Survival of newborn calves is always marginal, maybe around 50%, said Michael Weiss, research director for the Center for Whale Research.
The southern residents are battling extinction, facing multiple threats, from lack of chinook salmon, their preferred food, to vessel noise that makes it harder to hunt and pollution in their food.
All of those threats are made worse by climate change, which is upending ocean food webs, depleting summer stream flows and warming stream temperatures. All of that hammers salmon – and when salmon are scarce, the other threats the southern residents face are intensified.
“All these things … interact,” Weiss said. “There’s boat noise, there’s contaminants, there’s inbreeding, and all of those things that we can address we should be addressing. But the thing that really is universal across the analysis that has been run, is you can’t get recovery of the population without boosting the food available to them.”
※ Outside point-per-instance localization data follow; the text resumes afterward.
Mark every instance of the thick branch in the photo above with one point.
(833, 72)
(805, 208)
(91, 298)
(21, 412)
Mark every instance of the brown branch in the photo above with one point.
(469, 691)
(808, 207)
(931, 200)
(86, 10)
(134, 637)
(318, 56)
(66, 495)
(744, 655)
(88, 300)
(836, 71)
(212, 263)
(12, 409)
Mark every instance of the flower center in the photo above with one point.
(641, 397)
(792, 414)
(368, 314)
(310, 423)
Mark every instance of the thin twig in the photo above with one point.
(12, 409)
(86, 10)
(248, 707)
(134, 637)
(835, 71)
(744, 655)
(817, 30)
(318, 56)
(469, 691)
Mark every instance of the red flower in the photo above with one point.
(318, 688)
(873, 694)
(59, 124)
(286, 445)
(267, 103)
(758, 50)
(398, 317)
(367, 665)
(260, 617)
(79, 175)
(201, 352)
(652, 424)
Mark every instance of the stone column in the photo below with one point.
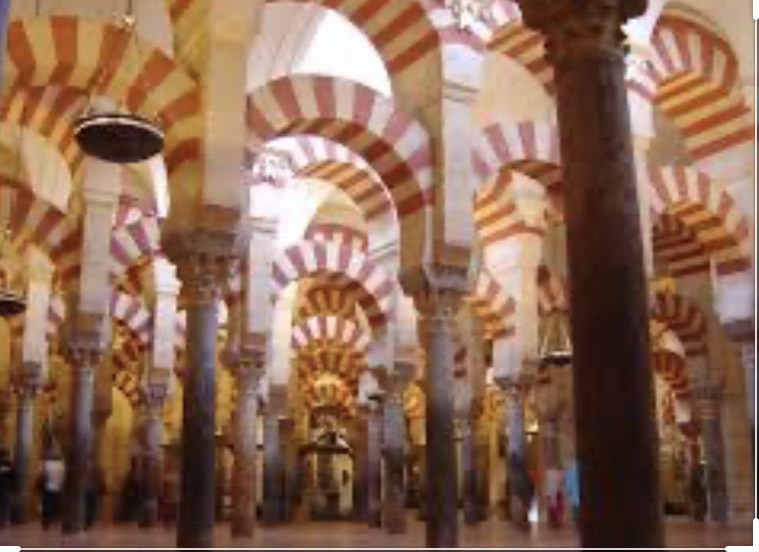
(360, 474)
(438, 306)
(374, 462)
(514, 390)
(84, 359)
(612, 375)
(273, 466)
(155, 397)
(394, 452)
(248, 371)
(707, 403)
(204, 260)
(29, 384)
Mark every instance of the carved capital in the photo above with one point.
(577, 27)
(437, 290)
(205, 259)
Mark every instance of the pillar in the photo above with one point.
(374, 462)
(438, 307)
(248, 371)
(514, 390)
(273, 465)
(360, 474)
(155, 397)
(707, 402)
(394, 452)
(612, 374)
(28, 387)
(84, 358)
(204, 259)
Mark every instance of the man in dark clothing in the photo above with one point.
(7, 487)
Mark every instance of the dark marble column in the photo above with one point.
(273, 495)
(613, 383)
(155, 397)
(84, 359)
(26, 392)
(394, 452)
(468, 471)
(360, 481)
(514, 391)
(707, 400)
(374, 463)
(249, 371)
(203, 261)
(438, 307)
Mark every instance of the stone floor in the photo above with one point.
(680, 533)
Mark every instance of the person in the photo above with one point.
(7, 487)
(572, 488)
(95, 489)
(50, 485)
(698, 493)
(523, 490)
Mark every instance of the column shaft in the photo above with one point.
(360, 473)
(23, 453)
(273, 472)
(198, 482)
(394, 510)
(152, 464)
(610, 331)
(245, 448)
(79, 453)
(441, 493)
(373, 467)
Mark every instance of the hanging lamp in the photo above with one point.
(114, 135)
(12, 302)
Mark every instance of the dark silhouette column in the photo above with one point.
(437, 298)
(29, 385)
(204, 260)
(273, 462)
(249, 371)
(155, 397)
(374, 462)
(613, 383)
(84, 357)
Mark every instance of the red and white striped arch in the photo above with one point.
(696, 73)
(91, 57)
(341, 362)
(306, 259)
(49, 111)
(712, 223)
(323, 159)
(525, 47)
(343, 235)
(493, 306)
(128, 383)
(327, 300)
(684, 318)
(342, 332)
(34, 221)
(395, 145)
(134, 242)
The southern residents eat other fish, including chum, which provided a better-than-usual food source for them this year with an ample run. But chinook are the biggest and fattiest salmon in the sea and deliver the most calories for the hunting effort.
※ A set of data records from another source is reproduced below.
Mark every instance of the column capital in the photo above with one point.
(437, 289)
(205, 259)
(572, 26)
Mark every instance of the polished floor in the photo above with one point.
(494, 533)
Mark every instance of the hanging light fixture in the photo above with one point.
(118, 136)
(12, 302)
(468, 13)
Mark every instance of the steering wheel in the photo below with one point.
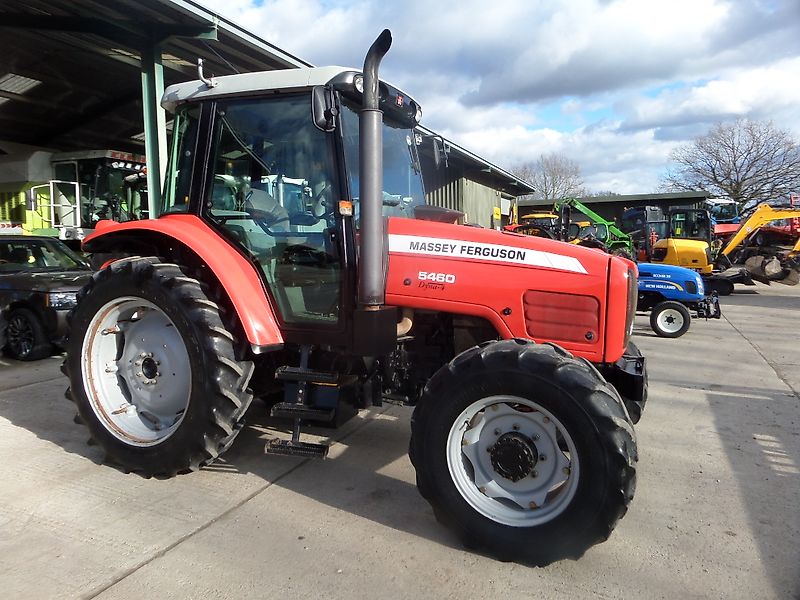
(266, 219)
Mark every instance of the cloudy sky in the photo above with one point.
(614, 85)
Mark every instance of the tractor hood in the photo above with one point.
(525, 286)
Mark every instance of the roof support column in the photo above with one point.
(155, 124)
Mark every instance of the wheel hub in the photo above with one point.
(150, 368)
(514, 456)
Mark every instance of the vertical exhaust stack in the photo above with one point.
(371, 288)
(374, 323)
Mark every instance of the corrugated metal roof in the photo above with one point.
(85, 54)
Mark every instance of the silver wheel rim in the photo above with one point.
(136, 371)
(21, 338)
(670, 320)
(536, 496)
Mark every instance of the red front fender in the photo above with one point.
(237, 276)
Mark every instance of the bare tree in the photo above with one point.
(554, 176)
(744, 161)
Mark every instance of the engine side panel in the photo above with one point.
(482, 272)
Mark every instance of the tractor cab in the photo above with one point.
(278, 177)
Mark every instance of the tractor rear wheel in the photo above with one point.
(152, 369)
(670, 319)
(524, 451)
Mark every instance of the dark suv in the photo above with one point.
(39, 281)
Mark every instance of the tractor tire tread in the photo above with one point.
(595, 398)
(229, 395)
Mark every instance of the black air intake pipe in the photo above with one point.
(371, 284)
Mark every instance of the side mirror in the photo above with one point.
(30, 200)
(573, 230)
(323, 108)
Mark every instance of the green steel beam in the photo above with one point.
(155, 130)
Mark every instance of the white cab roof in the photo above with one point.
(232, 85)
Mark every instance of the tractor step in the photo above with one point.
(286, 373)
(296, 448)
(293, 410)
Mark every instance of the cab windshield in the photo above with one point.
(402, 175)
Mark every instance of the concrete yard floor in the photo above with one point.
(715, 515)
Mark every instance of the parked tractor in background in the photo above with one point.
(513, 350)
(671, 294)
(683, 237)
(82, 188)
(597, 229)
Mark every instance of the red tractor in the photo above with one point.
(287, 261)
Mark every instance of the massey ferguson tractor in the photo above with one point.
(287, 264)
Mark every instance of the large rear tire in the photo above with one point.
(152, 369)
(524, 451)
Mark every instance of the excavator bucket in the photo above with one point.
(768, 270)
(793, 278)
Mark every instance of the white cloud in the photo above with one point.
(486, 73)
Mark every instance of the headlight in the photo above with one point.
(62, 300)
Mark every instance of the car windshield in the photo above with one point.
(37, 254)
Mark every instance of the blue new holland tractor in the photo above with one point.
(671, 294)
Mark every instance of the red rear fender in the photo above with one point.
(235, 273)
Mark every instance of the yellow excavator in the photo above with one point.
(766, 263)
(691, 244)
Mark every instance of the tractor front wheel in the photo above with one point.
(670, 319)
(152, 369)
(525, 451)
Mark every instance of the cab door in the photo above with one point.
(270, 190)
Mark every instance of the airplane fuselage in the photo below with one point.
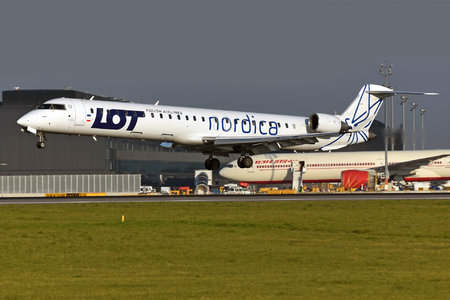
(327, 167)
(179, 125)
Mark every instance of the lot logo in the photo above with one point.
(117, 118)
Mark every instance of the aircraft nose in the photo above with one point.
(24, 121)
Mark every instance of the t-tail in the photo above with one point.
(360, 114)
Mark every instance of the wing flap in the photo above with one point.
(245, 140)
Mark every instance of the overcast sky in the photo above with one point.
(288, 57)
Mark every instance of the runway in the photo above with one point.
(235, 198)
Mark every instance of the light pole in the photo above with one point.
(422, 114)
(413, 109)
(386, 70)
(402, 103)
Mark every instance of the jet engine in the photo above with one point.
(326, 123)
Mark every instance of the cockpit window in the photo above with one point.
(52, 106)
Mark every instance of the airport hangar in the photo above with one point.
(82, 155)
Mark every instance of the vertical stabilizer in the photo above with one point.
(363, 110)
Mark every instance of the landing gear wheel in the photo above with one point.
(212, 164)
(40, 145)
(245, 162)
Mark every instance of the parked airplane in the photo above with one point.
(408, 166)
(213, 132)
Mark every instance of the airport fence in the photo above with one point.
(80, 183)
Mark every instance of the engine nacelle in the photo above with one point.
(327, 123)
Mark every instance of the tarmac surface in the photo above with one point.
(362, 196)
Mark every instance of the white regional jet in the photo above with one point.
(213, 132)
(408, 166)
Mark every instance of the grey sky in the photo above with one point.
(294, 57)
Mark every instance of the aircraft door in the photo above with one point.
(80, 112)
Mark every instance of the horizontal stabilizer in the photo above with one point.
(388, 93)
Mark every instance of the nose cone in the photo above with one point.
(24, 121)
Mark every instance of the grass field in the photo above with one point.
(265, 250)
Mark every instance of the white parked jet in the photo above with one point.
(408, 166)
(213, 132)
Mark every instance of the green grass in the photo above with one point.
(266, 250)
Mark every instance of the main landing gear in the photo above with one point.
(42, 140)
(243, 162)
(212, 163)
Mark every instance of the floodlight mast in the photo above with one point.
(386, 70)
(402, 103)
(422, 114)
(413, 109)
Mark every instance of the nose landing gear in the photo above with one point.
(41, 144)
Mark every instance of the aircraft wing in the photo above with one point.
(406, 168)
(257, 145)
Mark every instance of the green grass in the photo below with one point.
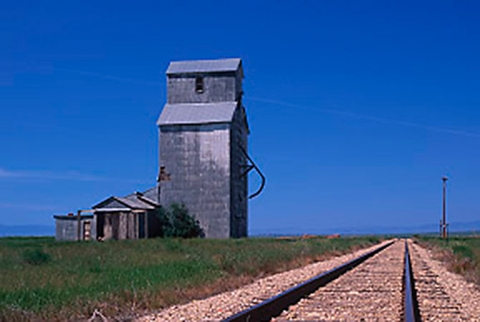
(461, 254)
(41, 278)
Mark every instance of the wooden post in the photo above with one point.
(79, 230)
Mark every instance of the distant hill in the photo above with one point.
(27, 230)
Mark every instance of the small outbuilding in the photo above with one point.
(130, 217)
(75, 227)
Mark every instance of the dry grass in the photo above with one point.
(41, 279)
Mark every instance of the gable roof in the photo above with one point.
(116, 202)
(200, 113)
(204, 66)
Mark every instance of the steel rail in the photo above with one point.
(274, 306)
(411, 312)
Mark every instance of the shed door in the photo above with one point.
(86, 229)
(141, 225)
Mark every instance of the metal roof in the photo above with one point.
(152, 193)
(135, 203)
(131, 202)
(204, 66)
(200, 113)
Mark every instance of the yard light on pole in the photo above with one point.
(444, 212)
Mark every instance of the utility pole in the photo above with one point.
(444, 215)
Chinook runs are in decline regionwide. The southern residents forage over a vast region, from Vancouver Island to the Golden Gate Bridge. They target fish from all along the West Coast, including rivers in Alaska, the Columbia, Fraser, Sacramento and Snake rivers, and Puget Sound.
Today the southern residents face serial failures of the rivers they depend on throughout their seasonal round, leaving them without regularly available, reliable food. The Columbia and Snake rivers were once the largest chinook producers in the world, but today, annual returns are down to a tenth of their historical abundance. Recovery of salmon runs in the Columbia will require dam removal on the Lower Snake River, in addition to many other actions, NOAA said in a comprehensive report in 2022.
Other efforts – including hatchery production intended specifically to feed the southern residents – are underway. Billions of dollars are being spent on culvert replacements to improve salmon returns to Puget Sound rivers. The state Legislature also has passed new restrictions that went into effect Wednesday requiring boaters to keep 1,000 yards away from the southern residents.
But more is needed.
“We are not doing enough on chinook recovery and salmon recovery right now,” Gaydos said. “We have culverts that need to come out, that are not coming down. We have a lot of momentum to move forward on helping the Columbia River with its chinook salmon, and those efforts are still stalled. So I think there’s a lot of things that can be happening but are not happening right now, unfortunately. We have to do more than we have been doing if we want to expect something better.”
The southern residents are uniquely fragile. They are one of NOAA’s 10 Species in the Spotlight, meaning they are among the most endangered animals that NOAA protects, with a population of only 73. Recovery has been stuck for years, with advances quickly erased by losses.
In one bright spot, a new calf was seen in J pod on Tuesday, and that calf, J62, looks healthy.